On dosing day, the DMT is infused intravenously over about 10 minutes. The psychedelic experience itself lasts roughly 15 to 30 minutes. Therapists remain present throughout, providing support but generally not directing the experience. In the days and weeks that follow, participants return for integration sessions where they process what they experienced and work on translating any insights into lasting changes in thinking and behavior. The total number of psychedelic sessions in most protocols ranges from one to three, spread over several weeks.

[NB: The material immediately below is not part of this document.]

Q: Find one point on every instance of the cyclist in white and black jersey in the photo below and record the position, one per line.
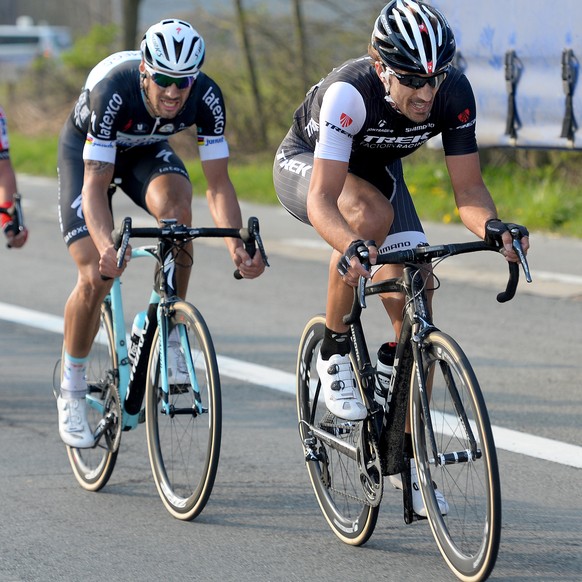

Side Effects and Safety Concerns
In clinical settings, DMT’s side effects have generally been mild and short-lived. The most commonly reported issues include nausea, headache, anxiety, and temporary psychological discomfort during the experience itself. Heart rate and blood pressure tend to rise briefly after administration but return to normal within about 90 minutes. One case report documented a more notable cardiovascular reaction, with a participant experiencing a drop in heart rate and blood pressure after an intravenous dose, though this was an isolated finding.
The psychological intensity of the experience is itself a risk factor. DMT produces powerful alterations in perception, thought, and emotion. For most people in a supervised setting, this is manageable. But certain populations are excluded from trials for good reason. People with a current or past psychotic disorder, bipolar disorder, or a first-degree relative with psychosis are not eligible. The same goes for people with uncontrolled high blood pressure, those currently pregnant or breastfeeding, or anyone using medications that could interact with the compound. These exclusions exist because the safety data simply does not cover these groups, and the theoretical risks (triggering a psychotic episode, for instance) are too serious to test casually.
Where Things Stand Now
DMT for depression is in the middle stages of clinical development. The phase 2a results are encouraging, but 34 participants is a small trial. Larger phase 2b and phase 3 trials are needed to confirm whether these effects hold up across more diverse patient populations and longer follow-up periods. A separate compound, 5-MeO-DMT (a related but chemically distinct molecule), is also being tested in a phase 2b trial for treatment-resistant depression, with participants inhaling the drug rather than receiving it intravenously.
If the larger trials succeed, regulatory approval would still be years away. In the meantime, DMT remains illegal outside of approved research settings in most countries. The underground and ceremonial use of DMT, particularly in ayahuasca, carries additional risks from uncontrolled dosing, lack of medical screening, and absence of therapeutic support. The clinical results, while promising, were achieved under conditions that are difficult to replicate outside a research environment.